A master’s degree may not lead to better job performance, but employers are still willing to pay extra for employees who have one, according to a new survey.

In a survey of 1,000 hiring managers in the U.S., Resume Genius found that 62% of hiring managers say that employees with master’s degrees perform the same — or worse — at work as employees with a bachelor’s degree and two years of experience.

Despite this, 72% of hiring managers still say they would offer higher salaries to a job candidate with a master’s degree than one without.

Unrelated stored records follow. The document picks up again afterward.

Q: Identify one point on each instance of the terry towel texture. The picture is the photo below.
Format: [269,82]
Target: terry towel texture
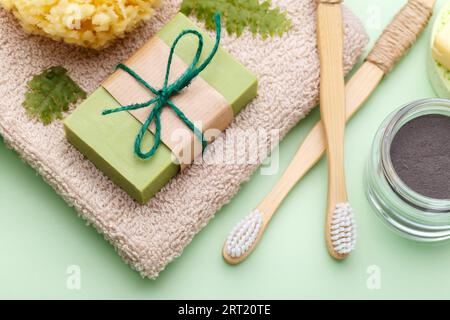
[149,237]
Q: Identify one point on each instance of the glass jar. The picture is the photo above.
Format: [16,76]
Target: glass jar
[407,212]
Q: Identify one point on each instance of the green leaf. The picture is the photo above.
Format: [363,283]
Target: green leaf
[259,17]
[51,93]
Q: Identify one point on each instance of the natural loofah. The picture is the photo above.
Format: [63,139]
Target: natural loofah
[88,23]
[149,237]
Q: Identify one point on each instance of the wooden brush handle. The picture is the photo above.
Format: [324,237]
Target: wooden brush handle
[358,89]
[330,38]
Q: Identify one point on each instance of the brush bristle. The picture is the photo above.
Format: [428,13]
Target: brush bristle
[343,230]
[244,234]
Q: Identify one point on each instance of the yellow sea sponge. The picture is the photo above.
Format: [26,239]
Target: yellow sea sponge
[88,23]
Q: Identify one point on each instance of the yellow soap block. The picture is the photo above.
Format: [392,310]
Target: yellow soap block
[441,47]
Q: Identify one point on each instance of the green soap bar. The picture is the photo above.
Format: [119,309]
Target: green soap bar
[108,141]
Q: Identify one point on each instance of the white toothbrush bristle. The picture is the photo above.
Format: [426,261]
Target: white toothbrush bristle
[343,229]
[244,234]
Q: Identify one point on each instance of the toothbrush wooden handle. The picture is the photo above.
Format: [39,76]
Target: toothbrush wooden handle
[330,35]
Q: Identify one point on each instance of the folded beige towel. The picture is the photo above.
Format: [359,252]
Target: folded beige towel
[149,237]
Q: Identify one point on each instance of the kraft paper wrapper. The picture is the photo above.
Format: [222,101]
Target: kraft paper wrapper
[200,102]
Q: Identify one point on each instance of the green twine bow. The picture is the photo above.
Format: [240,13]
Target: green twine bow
[162,96]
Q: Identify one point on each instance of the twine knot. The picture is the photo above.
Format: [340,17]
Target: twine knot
[163,96]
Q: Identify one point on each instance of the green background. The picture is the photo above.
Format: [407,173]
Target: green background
[40,236]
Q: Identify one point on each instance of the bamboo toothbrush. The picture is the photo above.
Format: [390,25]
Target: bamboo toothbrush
[340,226]
[390,47]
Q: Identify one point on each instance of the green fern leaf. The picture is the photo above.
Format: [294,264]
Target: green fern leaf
[51,93]
[259,17]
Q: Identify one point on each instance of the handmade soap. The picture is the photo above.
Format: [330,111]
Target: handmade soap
[108,141]
[420,154]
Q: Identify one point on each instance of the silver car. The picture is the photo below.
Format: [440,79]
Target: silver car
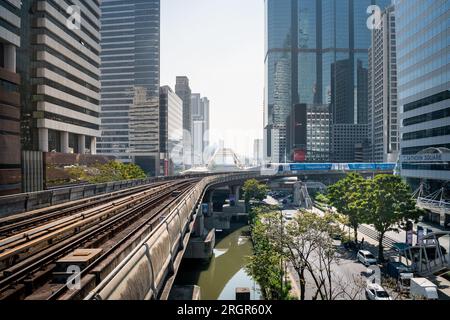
[366,258]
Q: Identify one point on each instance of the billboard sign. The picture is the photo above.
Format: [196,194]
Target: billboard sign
[299,155]
[409,237]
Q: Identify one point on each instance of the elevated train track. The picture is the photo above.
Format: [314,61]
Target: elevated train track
[33,244]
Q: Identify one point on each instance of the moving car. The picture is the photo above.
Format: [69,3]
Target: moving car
[366,258]
[376,292]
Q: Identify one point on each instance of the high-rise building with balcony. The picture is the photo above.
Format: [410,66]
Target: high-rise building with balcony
[423,60]
[383,95]
[200,128]
[183,90]
[59,62]
[130,79]
[10,155]
[316,54]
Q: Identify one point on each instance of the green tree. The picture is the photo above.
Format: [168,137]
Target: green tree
[389,204]
[264,266]
[349,197]
[254,190]
[117,171]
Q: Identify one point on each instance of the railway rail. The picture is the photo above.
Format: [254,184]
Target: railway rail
[27,220]
[34,243]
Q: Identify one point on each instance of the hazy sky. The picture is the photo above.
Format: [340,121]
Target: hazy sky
[219,45]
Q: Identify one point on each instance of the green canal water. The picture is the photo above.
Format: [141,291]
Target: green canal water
[219,278]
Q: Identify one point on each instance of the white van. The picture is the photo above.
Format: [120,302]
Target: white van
[423,289]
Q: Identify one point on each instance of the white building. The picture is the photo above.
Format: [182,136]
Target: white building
[383,98]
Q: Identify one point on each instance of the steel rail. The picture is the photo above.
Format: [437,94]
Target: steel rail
[27,220]
[23,241]
[39,259]
[61,291]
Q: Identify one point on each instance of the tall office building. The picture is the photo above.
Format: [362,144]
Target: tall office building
[383,96]
[423,43]
[10,158]
[348,142]
[258,150]
[130,76]
[171,131]
[183,90]
[59,60]
[200,128]
[316,54]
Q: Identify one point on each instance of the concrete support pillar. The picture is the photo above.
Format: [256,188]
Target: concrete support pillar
[93,145]
[64,141]
[199,225]
[81,144]
[237,190]
[43,139]
[10,57]
[234,194]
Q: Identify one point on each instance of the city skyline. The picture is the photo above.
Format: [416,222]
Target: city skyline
[224,150]
[223,60]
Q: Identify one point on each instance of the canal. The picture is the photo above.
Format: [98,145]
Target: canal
[219,278]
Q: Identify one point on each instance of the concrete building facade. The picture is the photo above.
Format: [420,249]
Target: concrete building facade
[183,90]
[200,129]
[59,61]
[130,79]
[171,131]
[383,96]
[10,146]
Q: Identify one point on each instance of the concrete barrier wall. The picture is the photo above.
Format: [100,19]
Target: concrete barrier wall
[13,204]
[160,247]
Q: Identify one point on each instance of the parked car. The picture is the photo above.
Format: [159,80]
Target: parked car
[366,258]
[376,292]
[288,216]
[423,289]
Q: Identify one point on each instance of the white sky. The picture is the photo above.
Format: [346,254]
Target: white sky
[219,45]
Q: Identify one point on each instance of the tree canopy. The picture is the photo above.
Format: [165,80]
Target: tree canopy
[108,172]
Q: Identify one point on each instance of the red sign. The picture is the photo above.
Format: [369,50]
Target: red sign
[299,155]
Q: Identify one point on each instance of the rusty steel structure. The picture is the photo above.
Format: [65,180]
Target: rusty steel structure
[128,244]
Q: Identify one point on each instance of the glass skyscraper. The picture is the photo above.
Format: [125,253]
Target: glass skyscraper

Of those hiring managers, 64% would offer a 10% salary increase, 20% would offer a 15% increase, and 23% would offer a 20% or higher salary increase.

So why does a master’s degree still command a higher salary?

“I think we’re in a transition where the symbolic value of degrees still affects salary decisions, even if employers don’t actually think the performance of master’s degree holders matched the credentials,” says Eva Chan, senior PR expert at Resume Genius.

According to Chan, having a master’s degree is often perceived as a sign of potential by hiring managers.

“Even if it doesn’t guarantee better performance, it can show that you’re very driven, you’re disciplined, you’re committed, and that you’ve given your time, money and effort into accomplishing a goal,” she says.

However, she says, the survey results demonstrated that “more and more employers are realizing experience can show a lot of these same qualities.”

Skills-based hiring has become increasingly common: JP Morgan Chase has eliminated degree requirements for most jobs at the bank, prioritizing work experience over credentials. Walmart is also moving towards skills-based hiring for their corporate roles by adjusting job descriptions to “factor in the skills people possess, alongside any degrees they hold.”

Chan says that she and her team were surprised to find that Gen Z hiring managers were twice as likely as Boomer hiring managers to perceive master’s degree holders as stronger performers.

In her view, this could be because Gen Z may be more familiar with the school system than the workplace.

“Some younger managers may still be fresh from school, or they just finished their degree so it’s fresh in their minds,” she says. “Maybe they view advanced degrees as more relevant or even aspirational.”

Around 25 million American adults hold master’s degrees, according to statistics from the Education Data Initiative, and the number of people pursuing a master’s degree doubled between 2000 and 2019.

In addition to higher salaries, having a master’s degree can provide several potential benefits for employees, such as opportunities career advancement.

However, those boosts come at a hefty price: on average, getting a master’s degree costs more than $62,000, and the average federal loan debt balance for graduate students is over $94,000.

According to Chan, whether or not a master’s degree will help your career depends on your individual situation.

Having a master’s degree can be helpful in professions like education and urban planning that are “heavily tied to pay scales, promotions or credentials,” Chan says.

However, for fast-moving industries such as tech, media and marketing, prioritizing real-world experience may be a better choice.